Le 10 septembre, je reste chez moi. Pas travailler, pas acheter, pas sortir. C’est la consigne. Je ne sais pas d’où elle vient. Ou plutôt je le sais peut-être, mais je ne suis pas sûr de vouloir l’écrire. Ce genre de chose, une fois posé noir sur blanc, devient une preuve. Sur le moment, ça me paraît anodin. Une curiosité. Voir la rue vide, comme dans les films catastrophes qui commencent trop lentement. Oui, j’aime l’idée d’espionner un silence collectif.

Matin du 10 septembre. J’ouvre les volets. Personne. Même pas le facteur, qui passe toujours avant huit heures. Enfin, je crois. Peut-être qu’il est passé, et que je n’ai pas regardé à temps. Mais ce que je vois, ça, j’en suis sûr : le rideau métallique du boucher, baissé. Les feux clignotants, pour personne. Le soleil blanc, celui qui brûle les yeux sans réchauffer. À dix heures, un bruit. Pas un moteur classique, quelque chose de plus… oui, étouffé. Une camionnette blanche. Antenne sur le toit. Deux types dedans. Celui côté passager fixe un écran, mais je ne vois pas lequel. C’est peut-être moi qui ai ajouté l’écran après coup. Je crois que c’est logique, qu’il y ait un écran.

Midi. Les drones. Noirs, minuscules, précis comme des mouches dressées. Ils passent sur des lignes invisibles, s’arrêtent devant certaines fenêtres. Ma fenêtre, trois fois. J’éteins la lumière. Ou alors, j’ai déjà baissé les stores avant. Ce détail-là, je l’ai peut-être inventé.

Soir. Aux infos : “Mobilisation citoyenne responsable.” Sourire préfabriqué. Chiffre officiel : moins dix-huit pour cent d’activité. Rien sur les drones, rien sur la camionnette. Je note la phrase dans un carnet. Je perds le carnet depuis. Ou quelqu’un me l’a pris.

Trois semaines plus tard. Julien, de la comptabilité, ne revient pas. On dit qu’il a déménagé. Claire, ma voisine, ferme pour “inventaire”, jamais rouvre. Sa boîte aux lettres, ouverte comme une bouche vide. Peut-être qu’elle est partie volontairement. Peut-être qu’elle n’avait pas le choix.

Jeudi. La convocation arrive. Papier blanc, plié en trois, pas de timbre. “Entretien de conformité.” 12 octobre, 9h15. Bâtiment J2. Entre un entrepôt logistique et un terrain militaire. À l’entrée, scanner de rétine. Je sens que ça me prend plus que les yeux. Couloir au néon, pièce vide, homme en costume : “Le 10 septembre, vous êtes resté chez vous ?” Je dis oui. Il répond : “Pas tout le monde.” Il coche une case. Je ne vois pas ce qu’il écrit vraiment. Peut-être qu’il dessine.

Une semaine plus tard. Appel anonyme. “Demain, quatorze à dix-huit heures, un agent passera.” 15h12, trois coups espacés. Manteau sombre, badge. Convocation à une “session d’orientation civique.” Grand hall cloisonné, groupes de vingt, écran géant. Slogans, visages souriants, puis images du 10 septembre. Voix off : “Ce jour-là, certains ont affaibli notre cohésion.” Questionnaire final : sources d’information, noms, numéros, adresses. J’hésite à inventer. Finalement, je donne de vrais noms. Ou peut-être pas. En sortant, je croise Claire. Plus maigre, les yeux tachés de nuit. Elle dit : “Ne refuse jamais.” Un agent l’éloigne. Peut-être qu’elle ne me dit rien. Peut-être que je rêve.

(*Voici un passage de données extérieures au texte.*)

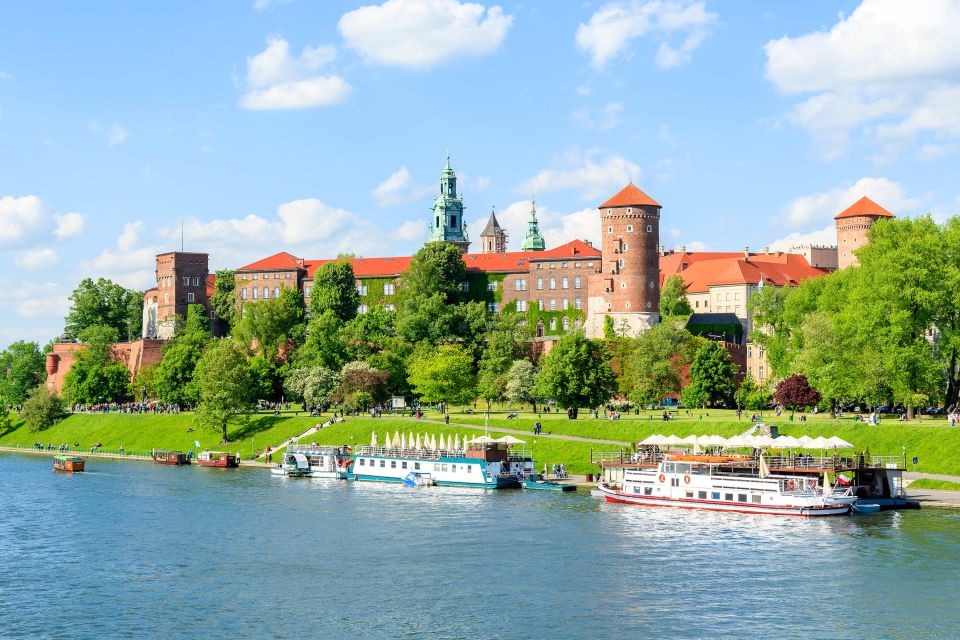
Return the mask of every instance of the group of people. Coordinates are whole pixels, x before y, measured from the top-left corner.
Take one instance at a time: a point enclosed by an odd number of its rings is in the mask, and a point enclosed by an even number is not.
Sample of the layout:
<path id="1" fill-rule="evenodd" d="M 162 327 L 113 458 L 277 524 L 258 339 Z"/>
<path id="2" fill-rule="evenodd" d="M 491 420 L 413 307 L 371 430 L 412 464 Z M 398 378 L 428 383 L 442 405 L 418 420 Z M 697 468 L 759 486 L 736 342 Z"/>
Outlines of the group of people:
<path id="1" fill-rule="evenodd" d="M 560 464 L 553 465 L 553 477 L 554 478 L 566 478 L 567 477 L 567 468 L 561 462 Z"/>
<path id="2" fill-rule="evenodd" d="M 102 446 L 103 445 L 99 442 L 95 445 L 92 445 L 90 447 L 90 453 L 96 453 L 97 449 L 99 449 Z M 52 442 L 48 442 L 47 444 L 43 444 L 42 442 L 34 442 L 33 448 L 36 449 L 37 451 L 59 451 L 60 453 L 66 453 L 70 451 L 70 444 L 67 442 L 64 442 L 63 444 L 59 444 L 59 445 L 55 445 Z M 73 448 L 79 449 L 80 443 L 74 442 Z M 123 445 L 120 445 L 120 453 L 121 454 L 123 453 Z"/>
<path id="3" fill-rule="evenodd" d="M 77 403 L 71 413 L 180 413 L 180 405 L 165 402 L 100 402 Z"/>

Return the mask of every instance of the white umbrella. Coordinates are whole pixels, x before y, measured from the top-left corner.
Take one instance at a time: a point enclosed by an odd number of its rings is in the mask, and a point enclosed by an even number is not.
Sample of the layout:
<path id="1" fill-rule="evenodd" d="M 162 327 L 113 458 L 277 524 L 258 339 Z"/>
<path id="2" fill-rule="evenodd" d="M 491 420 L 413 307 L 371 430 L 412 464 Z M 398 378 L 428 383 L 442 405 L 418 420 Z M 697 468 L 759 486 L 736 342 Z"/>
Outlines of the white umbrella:
<path id="1" fill-rule="evenodd" d="M 813 442 L 813 438 L 811 438 L 810 436 L 800 436 L 799 438 L 797 438 L 797 440 L 800 441 L 801 446 L 803 447 L 806 447 L 808 443 Z"/>
<path id="2" fill-rule="evenodd" d="M 372 431 L 372 432 L 370 433 L 370 446 L 371 446 L 371 447 L 377 446 L 377 432 L 376 432 L 376 431 Z"/>
<path id="3" fill-rule="evenodd" d="M 637 444 L 640 446 L 650 446 L 655 444 L 662 444 L 663 436 L 654 434 L 652 436 L 647 436 Z"/>
<path id="4" fill-rule="evenodd" d="M 696 446 L 697 446 L 697 443 L 698 443 L 698 442 L 697 442 L 697 436 L 687 436 L 686 438 L 683 438 L 682 440 L 680 440 L 680 442 L 678 442 L 677 444 L 683 444 L 683 445 L 687 445 L 687 446 L 691 446 L 691 447 L 696 447 Z"/>
<path id="5" fill-rule="evenodd" d="M 776 441 L 770 436 L 754 436 L 753 446 L 754 447 L 775 447 L 777 446 L 777 444 L 776 444 Z"/>
<path id="6" fill-rule="evenodd" d="M 437 434 L 430 434 L 430 448 L 434 451 L 437 450 Z"/>
<path id="7" fill-rule="evenodd" d="M 720 435 L 707 436 L 700 441 L 701 444 L 708 444 L 711 447 L 724 447 L 727 444 L 727 439 Z"/>
<path id="8" fill-rule="evenodd" d="M 400 434 L 400 448 L 401 449 L 407 448 L 407 434 L 405 433 Z"/>
<path id="9" fill-rule="evenodd" d="M 400 432 L 399 431 L 393 432 L 393 448 L 394 449 L 400 448 Z"/>
<path id="10" fill-rule="evenodd" d="M 503 436 L 502 438 L 497 438 L 497 442 L 501 444 L 527 444 L 524 440 L 514 438 L 513 436 Z"/>
<path id="11" fill-rule="evenodd" d="M 732 438 L 727 438 L 726 446 L 728 448 L 737 448 L 737 447 L 749 447 L 750 446 L 750 436 L 739 435 L 733 436 Z"/>
<path id="12" fill-rule="evenodd" d="M 779 438 L 774 438 L 773 442 L 774 446 L 780 449 L 794 449 L 803 446 L 803 443 L 793 436 L 780 436 Z"/>
<path id="13" fill-rule="evenodd" d="M 414 440 L 413 440 L 413 431 L 411 431 L 411 432 L 410 432 L 410 435 L 407 436 L 407 443 L 408 443 L 411 447 L 413 447 L 413 442 L 414 442 Z"/>
<path id="14" fill-rule="evenodd" d="M 460 450 L 460 434 L 459 433 L 455 433 L 453 435 L 453 449 L 454 451 Z"/>
<path id="15" fill-rule="evenodd" d="M 833 445 L 830 444 L 830 441 L 824 438 L 823 436 L 818 436 L 814 438 L 809 444 L 807 444 L 808 449 L 829 449 Z"/>
<path id="16" fill-rule="evenodd" d="M 675 435 L 669 435 L 664 437 L 663 444 L 666 444 L 666 445 L 683 444 L 683 439 Z"/>
<path id="17" fill-rule="evenodd" d="M 831 436 L 827 438 L 827 442 L 830 443 L 830 446 L 835 449 L 853 449 L 853 445 L 837 436 Z"/>
<path id="18" fill-rule="evenodd" d="M 386 447 L 387 449 L 389 449 L 389 448 L 392 446 L 392 445 L 390 444 L 390 432 L 389 432 L 389 431 L 387 431 L 387 433 L 383 436 L 383 446 Z"/>
<path id="19" fill-rule="evenodd" d="M 417 449 L 423 449 L 423 440 L 420 439 L 419 433 L 417 434 L 417 442 L 415 446 Z"/>
<path id="20" fill-rule="evenodd" d="M 494 440 L 490 436 L 477 436 L 476 438 L 470 441 L 471 444 L 493 444 L 495 442 L 496 440 Z"/>

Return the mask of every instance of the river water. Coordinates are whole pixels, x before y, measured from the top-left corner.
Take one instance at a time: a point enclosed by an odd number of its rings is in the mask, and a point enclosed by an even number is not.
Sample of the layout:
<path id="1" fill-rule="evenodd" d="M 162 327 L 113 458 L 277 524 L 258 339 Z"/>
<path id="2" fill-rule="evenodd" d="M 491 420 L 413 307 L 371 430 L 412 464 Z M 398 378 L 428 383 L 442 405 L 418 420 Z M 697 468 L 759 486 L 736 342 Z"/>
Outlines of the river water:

Depuis, je sais que je suis sur une liste. Ou que je crois être sur une liste. Ce n’est pas pareil, mais ça produit le même effet.

Fin octobre. Un mardi, 18h37. Ça commence plus tôt que prévu. Un grondement, pas un avion, plus grave, plus rond. Comme si ça venait du sol et du ciel à la fois. J’ouvre un rideau, dix centimètres. Le ciel est couleur acier-vert, orage sans nuages. Une lumière fixe, blanche, comme une étoile trop proche. Elle ne bouge pas vraiment. Pas tout à fait immobile non plus.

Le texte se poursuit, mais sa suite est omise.